Samford University hosted its second biennial conference on Teaching the Christian Intellectual Tradition Oct. 6–8. The conference series is designed to encourage excellence in undergraduate teaching across the curriculum, with a particular emphasis on core curriculum and general education courses.
This year, it brought together almost 100 people, including scholars from 15 institutions, to think about how to help students understand the importance of the Protestant Reformations. University Professor and conference cochair Chris Metress said it was also an opportunity for participants to question assumptions about the Reformations, test them to see if they hold up and possibly to rethink them — to do for themselves “what the very best teachers do” for their students.

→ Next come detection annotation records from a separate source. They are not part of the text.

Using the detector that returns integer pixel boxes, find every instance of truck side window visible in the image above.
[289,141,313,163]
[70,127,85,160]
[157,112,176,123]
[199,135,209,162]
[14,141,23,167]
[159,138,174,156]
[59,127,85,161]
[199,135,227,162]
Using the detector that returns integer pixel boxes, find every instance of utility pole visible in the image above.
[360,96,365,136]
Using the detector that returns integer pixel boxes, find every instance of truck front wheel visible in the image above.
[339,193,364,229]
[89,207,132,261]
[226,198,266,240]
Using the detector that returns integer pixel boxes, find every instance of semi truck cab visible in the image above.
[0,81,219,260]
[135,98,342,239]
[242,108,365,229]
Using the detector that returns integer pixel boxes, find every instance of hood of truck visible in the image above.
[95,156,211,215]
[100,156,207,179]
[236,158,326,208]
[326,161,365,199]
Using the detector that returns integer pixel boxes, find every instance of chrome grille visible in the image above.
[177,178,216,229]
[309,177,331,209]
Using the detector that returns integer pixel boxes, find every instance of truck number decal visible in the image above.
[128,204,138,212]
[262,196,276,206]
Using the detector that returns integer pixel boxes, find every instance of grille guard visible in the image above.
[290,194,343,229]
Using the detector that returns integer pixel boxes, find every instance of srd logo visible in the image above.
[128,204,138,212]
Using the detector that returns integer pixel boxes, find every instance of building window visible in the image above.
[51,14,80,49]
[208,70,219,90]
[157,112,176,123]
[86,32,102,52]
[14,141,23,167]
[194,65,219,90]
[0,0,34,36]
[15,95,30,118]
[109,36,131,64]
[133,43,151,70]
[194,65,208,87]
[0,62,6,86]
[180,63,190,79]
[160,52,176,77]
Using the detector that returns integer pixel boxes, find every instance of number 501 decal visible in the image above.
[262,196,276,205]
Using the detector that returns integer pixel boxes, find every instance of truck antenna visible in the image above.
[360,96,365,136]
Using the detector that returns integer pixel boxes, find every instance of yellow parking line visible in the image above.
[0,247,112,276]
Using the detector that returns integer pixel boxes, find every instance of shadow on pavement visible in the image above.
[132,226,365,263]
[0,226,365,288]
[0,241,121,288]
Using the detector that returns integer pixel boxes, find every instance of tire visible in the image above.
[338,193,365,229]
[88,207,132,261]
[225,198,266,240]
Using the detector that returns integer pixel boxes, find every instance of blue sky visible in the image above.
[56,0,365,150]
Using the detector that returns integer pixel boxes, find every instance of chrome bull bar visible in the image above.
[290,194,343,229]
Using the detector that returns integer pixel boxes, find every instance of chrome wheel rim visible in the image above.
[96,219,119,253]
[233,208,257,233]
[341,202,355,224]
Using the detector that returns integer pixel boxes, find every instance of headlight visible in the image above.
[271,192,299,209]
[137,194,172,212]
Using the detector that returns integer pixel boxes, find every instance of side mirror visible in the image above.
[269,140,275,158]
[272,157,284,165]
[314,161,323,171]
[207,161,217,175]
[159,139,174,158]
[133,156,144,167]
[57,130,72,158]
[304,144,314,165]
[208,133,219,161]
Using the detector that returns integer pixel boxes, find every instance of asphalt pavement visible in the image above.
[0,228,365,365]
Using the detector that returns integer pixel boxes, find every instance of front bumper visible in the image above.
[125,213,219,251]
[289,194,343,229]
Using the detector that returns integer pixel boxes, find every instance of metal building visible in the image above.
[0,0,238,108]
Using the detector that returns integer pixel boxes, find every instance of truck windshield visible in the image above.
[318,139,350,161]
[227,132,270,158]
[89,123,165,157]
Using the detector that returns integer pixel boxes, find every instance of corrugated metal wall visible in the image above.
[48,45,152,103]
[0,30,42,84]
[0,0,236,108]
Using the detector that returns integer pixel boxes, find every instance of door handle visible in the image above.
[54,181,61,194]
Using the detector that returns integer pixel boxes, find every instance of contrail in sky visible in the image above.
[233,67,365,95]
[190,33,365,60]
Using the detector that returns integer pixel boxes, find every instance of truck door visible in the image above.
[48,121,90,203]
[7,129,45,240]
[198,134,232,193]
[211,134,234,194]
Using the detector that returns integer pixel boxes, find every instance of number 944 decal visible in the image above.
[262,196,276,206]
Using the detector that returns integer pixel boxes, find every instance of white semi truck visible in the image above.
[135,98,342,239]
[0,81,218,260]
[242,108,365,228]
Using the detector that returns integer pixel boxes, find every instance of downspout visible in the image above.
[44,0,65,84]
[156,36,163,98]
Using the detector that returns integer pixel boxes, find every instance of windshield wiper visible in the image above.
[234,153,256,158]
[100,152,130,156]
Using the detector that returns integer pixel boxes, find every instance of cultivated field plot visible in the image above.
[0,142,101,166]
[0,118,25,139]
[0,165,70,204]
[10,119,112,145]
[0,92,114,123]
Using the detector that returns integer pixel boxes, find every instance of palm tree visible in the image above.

Reformations scholars R. Ward Holder of St. Anselm College and G. Sujin Pak of Duke Divinity School presented keynote addresses. Breakout sessions explored aspects of the Reformations ranging across a variety of subjects and disciplines.
David Barbee, a session presenter from The University of Findlay’s Winebrenner Theological Seminary, said that even some seminary students lack the historical context of the Reformations. He said he hoped to take home some ideas about using literature to help them engage with the subject.
Many Samford core curriculum faculty took part in the conference, including Bridget Rose, who has a unique perspective on the challenges of teaching the Reformations. “I’m interested in the Christian intellectual tradition, personally, but I think the value of the conference for me is the focus on teaching,” Rose said. “In my role as director of the Academic Success Center, I see that students’ experiences in a Cultural Perspectives (CP) class can have an impact on their first-year success,” she said.
For Rose, former curator of Beeson Divinity School’s Hodges Chapel, helping her CP students have a positive experience with the Reformations includes guiding them through that sacred space. The point is partly to show students the Reformation figures depicted in the chapel, but mainly to help them understand how that space represents a unique perspective on what they’re learning in class.
“The same skill set that I want students to take to a text, I also want them to take to space and works of art, because then they’re learning a skill, not just learning how to answer the questions,” Rose said. “I have them read the space.”
Rose did the same in a special session for conference participants, challenging them to think about how they would use Hodges Chapel or their own institution’s spaces to help 21st-century students connect with a 500-year-old theological revolution. She noted that Beeson Divinity School Dean Timothy George has called Hodges Chapel “a sermon in stone.” It also can be an “interactive lesson plan,” she said, and a unique way to enrich the study of the cultural milestone under examination at the conference.